Chalamet is a third-generation New Yorker, but his real-life father is from France, and his mother’s roots are in Russia and Austria. They actually did summer in Europe when he was growing up, albeit France, where Chalamet coached youth soccer, and his actress older sister now resides (he interrupted a sibling FaceTime session for our interview, during which she texts, “YOLO COME BACK.” He did, after greeting his “Miss Stevens” co-star and fellow hotel patron Lily Rabe).
He said his time in France led to “a little bit of ambiguity in the self-identity sense, which helps a lot creatively because I don’t feel as constricted by who I am. I almost don’t really know the answer to that.”
Still, his prolific year translated to three releases — “Hot Summer Nights,” “Call Me by Your Name,” and “Lady Bird,” where he plays the lead’s not-so-compassionate musician fling. As he discusses “Lady Bird,” it highlights the charmingly complicated way Chalamet sometimes speaks: “I’m just thinking of how things look when read, so I speak slowly and just try to pick my words.” Instead of calling his character merely “aloof” or “unlikable,” he said Kyle “has to hit a specific antagonistic note, to some degree — or at the very least it can’t be a smooth part of the narrative — and yet I would hope that the character comes across as a human and even in poor and reckless behavior, someone whose still three-dimensional.”

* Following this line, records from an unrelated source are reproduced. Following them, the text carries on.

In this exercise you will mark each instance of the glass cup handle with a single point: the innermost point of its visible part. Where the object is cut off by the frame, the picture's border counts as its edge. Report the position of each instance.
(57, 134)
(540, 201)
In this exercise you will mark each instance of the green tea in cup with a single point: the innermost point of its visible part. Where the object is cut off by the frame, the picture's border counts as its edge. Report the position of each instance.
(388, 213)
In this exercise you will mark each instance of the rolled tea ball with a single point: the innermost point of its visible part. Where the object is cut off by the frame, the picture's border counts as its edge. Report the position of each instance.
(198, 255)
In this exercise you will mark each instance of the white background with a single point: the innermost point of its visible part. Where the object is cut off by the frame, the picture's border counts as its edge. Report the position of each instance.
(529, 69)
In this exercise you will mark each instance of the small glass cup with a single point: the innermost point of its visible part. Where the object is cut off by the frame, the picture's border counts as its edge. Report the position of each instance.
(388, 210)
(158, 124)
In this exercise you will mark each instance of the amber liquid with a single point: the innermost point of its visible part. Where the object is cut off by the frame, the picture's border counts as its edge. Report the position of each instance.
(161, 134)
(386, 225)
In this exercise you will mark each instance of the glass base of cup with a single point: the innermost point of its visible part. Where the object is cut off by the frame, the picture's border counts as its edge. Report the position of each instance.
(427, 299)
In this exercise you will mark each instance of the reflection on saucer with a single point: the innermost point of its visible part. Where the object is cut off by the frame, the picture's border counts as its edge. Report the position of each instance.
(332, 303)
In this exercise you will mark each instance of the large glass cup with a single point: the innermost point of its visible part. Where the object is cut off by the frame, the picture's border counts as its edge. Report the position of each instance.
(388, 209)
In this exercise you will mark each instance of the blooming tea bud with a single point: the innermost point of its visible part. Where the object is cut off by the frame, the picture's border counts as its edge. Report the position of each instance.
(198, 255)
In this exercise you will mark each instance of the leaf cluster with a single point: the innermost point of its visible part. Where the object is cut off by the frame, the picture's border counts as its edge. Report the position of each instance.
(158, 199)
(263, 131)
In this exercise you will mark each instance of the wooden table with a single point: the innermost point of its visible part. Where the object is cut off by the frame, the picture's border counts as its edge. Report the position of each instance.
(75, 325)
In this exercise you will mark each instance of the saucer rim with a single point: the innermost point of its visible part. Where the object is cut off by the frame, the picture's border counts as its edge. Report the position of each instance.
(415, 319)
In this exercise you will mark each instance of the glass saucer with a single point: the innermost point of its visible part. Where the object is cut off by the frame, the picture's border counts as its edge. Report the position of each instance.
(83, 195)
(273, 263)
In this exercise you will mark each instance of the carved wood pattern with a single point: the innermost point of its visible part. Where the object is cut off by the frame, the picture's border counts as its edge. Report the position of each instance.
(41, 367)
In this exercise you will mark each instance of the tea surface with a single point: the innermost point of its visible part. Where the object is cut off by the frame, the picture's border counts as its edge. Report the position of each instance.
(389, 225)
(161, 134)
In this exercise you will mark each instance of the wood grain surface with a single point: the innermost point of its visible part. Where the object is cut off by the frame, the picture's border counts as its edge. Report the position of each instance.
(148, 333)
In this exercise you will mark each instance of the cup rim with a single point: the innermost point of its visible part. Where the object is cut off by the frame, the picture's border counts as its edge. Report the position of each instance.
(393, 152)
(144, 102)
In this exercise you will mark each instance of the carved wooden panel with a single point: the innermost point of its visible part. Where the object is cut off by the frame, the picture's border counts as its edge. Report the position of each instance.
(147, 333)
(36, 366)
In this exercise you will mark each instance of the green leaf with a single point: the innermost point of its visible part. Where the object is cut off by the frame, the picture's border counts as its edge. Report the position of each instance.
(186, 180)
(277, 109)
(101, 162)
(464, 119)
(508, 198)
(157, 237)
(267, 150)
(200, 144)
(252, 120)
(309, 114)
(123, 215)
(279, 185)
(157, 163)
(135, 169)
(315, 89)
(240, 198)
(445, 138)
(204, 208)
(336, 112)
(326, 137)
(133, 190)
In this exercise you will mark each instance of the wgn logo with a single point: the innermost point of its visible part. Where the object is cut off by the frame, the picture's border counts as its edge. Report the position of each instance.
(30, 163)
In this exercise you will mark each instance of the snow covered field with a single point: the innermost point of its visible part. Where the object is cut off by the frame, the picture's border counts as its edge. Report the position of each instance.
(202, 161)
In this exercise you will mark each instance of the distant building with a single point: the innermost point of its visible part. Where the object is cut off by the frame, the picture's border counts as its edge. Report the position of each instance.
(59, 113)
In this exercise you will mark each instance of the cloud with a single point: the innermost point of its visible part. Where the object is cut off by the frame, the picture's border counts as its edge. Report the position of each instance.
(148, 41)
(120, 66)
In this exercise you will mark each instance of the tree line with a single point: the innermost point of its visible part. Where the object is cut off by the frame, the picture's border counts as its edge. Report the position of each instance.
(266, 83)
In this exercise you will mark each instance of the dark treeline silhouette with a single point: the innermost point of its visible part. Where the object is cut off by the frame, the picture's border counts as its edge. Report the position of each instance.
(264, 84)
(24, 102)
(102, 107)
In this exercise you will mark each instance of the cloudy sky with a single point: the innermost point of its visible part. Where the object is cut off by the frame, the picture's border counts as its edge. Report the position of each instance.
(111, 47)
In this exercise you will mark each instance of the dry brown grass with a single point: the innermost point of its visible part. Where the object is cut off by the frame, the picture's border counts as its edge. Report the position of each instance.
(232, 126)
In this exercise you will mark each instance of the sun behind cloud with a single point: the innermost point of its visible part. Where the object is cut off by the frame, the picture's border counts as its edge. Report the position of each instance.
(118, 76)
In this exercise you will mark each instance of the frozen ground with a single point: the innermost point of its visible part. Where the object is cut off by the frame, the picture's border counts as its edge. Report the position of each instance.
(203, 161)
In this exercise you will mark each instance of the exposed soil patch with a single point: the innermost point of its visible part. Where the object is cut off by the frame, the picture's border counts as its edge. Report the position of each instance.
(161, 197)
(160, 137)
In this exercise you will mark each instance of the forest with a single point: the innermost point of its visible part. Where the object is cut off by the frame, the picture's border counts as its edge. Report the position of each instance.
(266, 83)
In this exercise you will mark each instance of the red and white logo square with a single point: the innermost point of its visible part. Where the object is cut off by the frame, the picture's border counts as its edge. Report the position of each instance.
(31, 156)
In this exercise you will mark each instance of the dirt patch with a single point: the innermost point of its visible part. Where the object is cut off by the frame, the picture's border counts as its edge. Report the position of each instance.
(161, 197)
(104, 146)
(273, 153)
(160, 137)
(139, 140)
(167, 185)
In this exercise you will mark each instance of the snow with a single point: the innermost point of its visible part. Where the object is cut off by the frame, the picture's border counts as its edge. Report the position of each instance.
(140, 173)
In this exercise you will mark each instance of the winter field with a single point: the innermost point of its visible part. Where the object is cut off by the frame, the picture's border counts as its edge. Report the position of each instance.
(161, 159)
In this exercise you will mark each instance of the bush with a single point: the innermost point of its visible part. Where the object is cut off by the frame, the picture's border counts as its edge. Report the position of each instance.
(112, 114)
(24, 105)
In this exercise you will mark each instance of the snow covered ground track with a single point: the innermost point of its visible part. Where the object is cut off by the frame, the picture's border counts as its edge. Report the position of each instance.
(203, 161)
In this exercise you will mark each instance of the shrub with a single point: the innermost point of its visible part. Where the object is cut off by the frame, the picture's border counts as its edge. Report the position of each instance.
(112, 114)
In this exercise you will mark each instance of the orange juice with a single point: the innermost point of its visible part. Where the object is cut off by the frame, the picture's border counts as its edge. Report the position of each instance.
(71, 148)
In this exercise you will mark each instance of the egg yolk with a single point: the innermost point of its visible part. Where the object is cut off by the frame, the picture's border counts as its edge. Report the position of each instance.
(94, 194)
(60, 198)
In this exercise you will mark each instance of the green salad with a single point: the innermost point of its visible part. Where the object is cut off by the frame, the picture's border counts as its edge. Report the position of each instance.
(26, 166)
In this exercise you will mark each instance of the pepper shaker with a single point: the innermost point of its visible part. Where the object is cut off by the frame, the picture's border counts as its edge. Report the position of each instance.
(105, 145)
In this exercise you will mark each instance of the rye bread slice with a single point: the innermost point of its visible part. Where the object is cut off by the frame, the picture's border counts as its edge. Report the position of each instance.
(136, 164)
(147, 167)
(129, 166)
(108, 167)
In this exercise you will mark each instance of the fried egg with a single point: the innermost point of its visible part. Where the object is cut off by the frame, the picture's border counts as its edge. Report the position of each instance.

In 2017, he also shot Woody Allen’s “A Rainy Day in New York” and “Beautiful Boy,” an adaptation of David Sheff’s memoir directed by Felix Van Groeningen. Steve Carell portrays Sheff, the father of a recovering meth addict (Chalamet). Post-“Call Me by Your Name,” he’ll next hit theaters with “Hostiles,” a Western from writer-director Scott Cooper starring Rosamund Pike and Christian Bale.
“I have the tremendous benefit of nobody knowing who I am,” he said, which isn’t exactly true — four years ago, he landed in New York tabloids for dating LaGuardia classmate Lourdes Leon, otherwise known as Madonna’s daughter, and there’s now YouTube footage of him kissing Selena Gomez for Allen’s lens. “Then you can have sex with a peach in a movie” — as he does in “Call Me by Your Name” — “and not be concerned that the collateral you’re putting on the line will be damaged if the performance of the film is no good.”
Now he’s on the precipice of full-fledged fame, but he sees no reason to become jaded. “Sometimes I’ll hear my parents’ friends point out something that’s been said cynically, or a joke that’s been made that’s cynical, and I can’t ever hear it because that’s part of the cultural DNA now,” he said. “‘Call Me by Your Name’ rejects all of that. It’s just a pure celebration of love. There isn’t some dark antagonizer.”
Sony Pictures Classics’ “Call Me by Your Name” will be in theaters on November 24.